# Prove that the circle drawn with any side of a rhombus as diameter, passes through the point of intersection of its diagonals

**Solution:**

Let's draw a figure according to the given question.

Let ABCD be a rhombus in which diagonals intersect at point O, and a circle is drawn by taking side CD as its diameter. We know that a diameter subtends 90° on the arc.

Therefore, ∠COD = 90°

Also, in the rhombus, the diagonals intersect each other at 90°.

∠AOB = ∠BOC = ∠COD = ∠DOA = 90°

But ∠COD is 90° and this can only happen on a semicircle with diameter DC since the angle subtended by the diameter on a semicircle is 90°.
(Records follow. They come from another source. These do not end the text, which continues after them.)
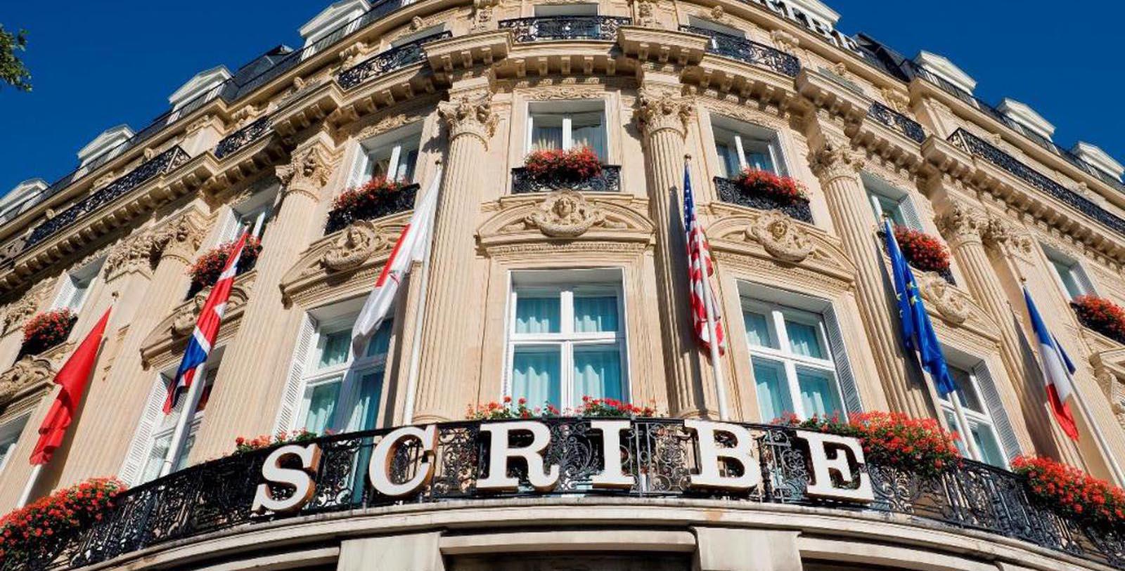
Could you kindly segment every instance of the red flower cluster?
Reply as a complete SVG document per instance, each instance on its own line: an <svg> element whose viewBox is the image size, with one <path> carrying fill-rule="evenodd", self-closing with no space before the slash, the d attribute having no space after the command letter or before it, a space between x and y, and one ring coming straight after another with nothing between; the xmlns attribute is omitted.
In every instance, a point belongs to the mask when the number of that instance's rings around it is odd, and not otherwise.
<svg viewBox="0 0 1125 571"><path fill-rule="evenodd" d="M845 423L838 416L801 420L789 414L773 424L819 430L860 439L864 460L935 477L961 462L957 433L948 433L933 418L910 418L901 413L861 413Z"/></svg>
<svg viewBox="0 0 1125 571"><path fill-rule="evenodd" d="M1018 456L1011 470L1027 478L1028 493L1063 516L1096 525L1125 523L1125 490L1054 460Z"/></svg>
<svg viewBox="0 0 1125 571"><path fill-rule="evenodd" d="M533 151L523 166L537 180L582 182L602 174L602 160L590 147Z"/></svg>
<svg viewBox="0 0 1125 571"><path fill-rule="evenodd" d="M126 486L96 478L55 491L0 518L0 567L17 569L55 535L100 520Z"/></svg>
<svg viewBox="0 0 1125 571"><path fill-rule="evenodd" d="M921 230L894 227L894 242L910 265L924 272L944 272L950 269L950 251L940 241Z"/></svg>
<svg viewBox="0 0 1125 571"><path fill-rule="evenodd" d="M1079 296L1070 305L1082 325L1125 343L1125 309L1120 306L1097 296Z"/></svg>
<svg viewBox="0 0 1125 571"><path fill-rule="evenodd" d="M735 184L738 184L748 194L770 197L782 205L809 201L804 184L789 176L780 176L753 166L738 173L738 176L735 176Z"/></svg>
<svg viewBox="0 0 1125 571"><path fill-rule="evenodd" d="M215 246L206 254L199 256L191 265L188 273L191 275L191 291L199 291L214 286L218 277L223 273L226 260L234 252L234 242L227 242ZM242 248L242 257L238 259L238 271L253 268L258 261L258 254L262 253L262 245L258 238L246 238L246 245Z"/></svg>
<svg viewBox="0 0 1125 571"><path fill-rule="evenodd" d="M70 309L44 311L24 324L22 353L36 355L66 341L78 316Z"/></svg>
<svg viewBox="0 0 1125 571"><path fill-rule="evenodd" d="M331 434L325 430L325 434ZM238 436L234 439L234 452L233 455L245 454L248 452L253 452L255 450L268 448L270 446L277 446L280 444L295 444L300 442L308 442L310 439L320 436L316 433L308 432L304 428L294 430L291 433L280 432L273 435L263 434L261 436L255 436L253 438L245 438Z"/></svg>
Clearly, point O has to lie on the circle.

Thus, the circle passes through the point of intersection of its diagonals O.
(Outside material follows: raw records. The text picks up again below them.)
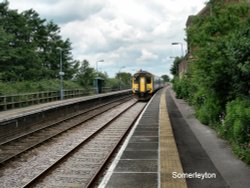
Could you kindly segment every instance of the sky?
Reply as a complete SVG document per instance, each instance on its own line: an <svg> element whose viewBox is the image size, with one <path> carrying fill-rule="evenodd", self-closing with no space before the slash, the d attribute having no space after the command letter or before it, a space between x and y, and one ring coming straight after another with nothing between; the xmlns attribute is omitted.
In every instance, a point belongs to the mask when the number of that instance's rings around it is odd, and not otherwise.
<svg viewBox="0 0 250 188"><path fill-rule="evenodd" d="M170 75L173 57L186 52L185 24L207 0L8 0L10 9L34 9L60 27L75 60L110 77L142 69ZM178 42L177 45L172 45ZM183 52L182 52L183 47ZM103 61L102 61L103 60Z"/></svg>

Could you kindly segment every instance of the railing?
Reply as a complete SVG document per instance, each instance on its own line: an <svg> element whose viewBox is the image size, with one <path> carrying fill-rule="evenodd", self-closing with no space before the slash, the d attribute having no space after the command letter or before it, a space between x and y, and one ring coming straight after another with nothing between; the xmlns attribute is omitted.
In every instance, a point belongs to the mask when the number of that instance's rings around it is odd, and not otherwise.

**☛ Check: **Class 9 Maths NCERT Solutions Chapter 10

**Video Solution:**

## Prove that the circle drawn with any side of a rhombus as diameter, passes through the point of intersection of its diagonals

Maths NCERT Solutions Class 9 Chapter 10 Exercise 10.6 Question 5

**Summary:**

We have proved that the circle drawn with any side of a rhombus as diameter passes through the point of intersection of its diagonals.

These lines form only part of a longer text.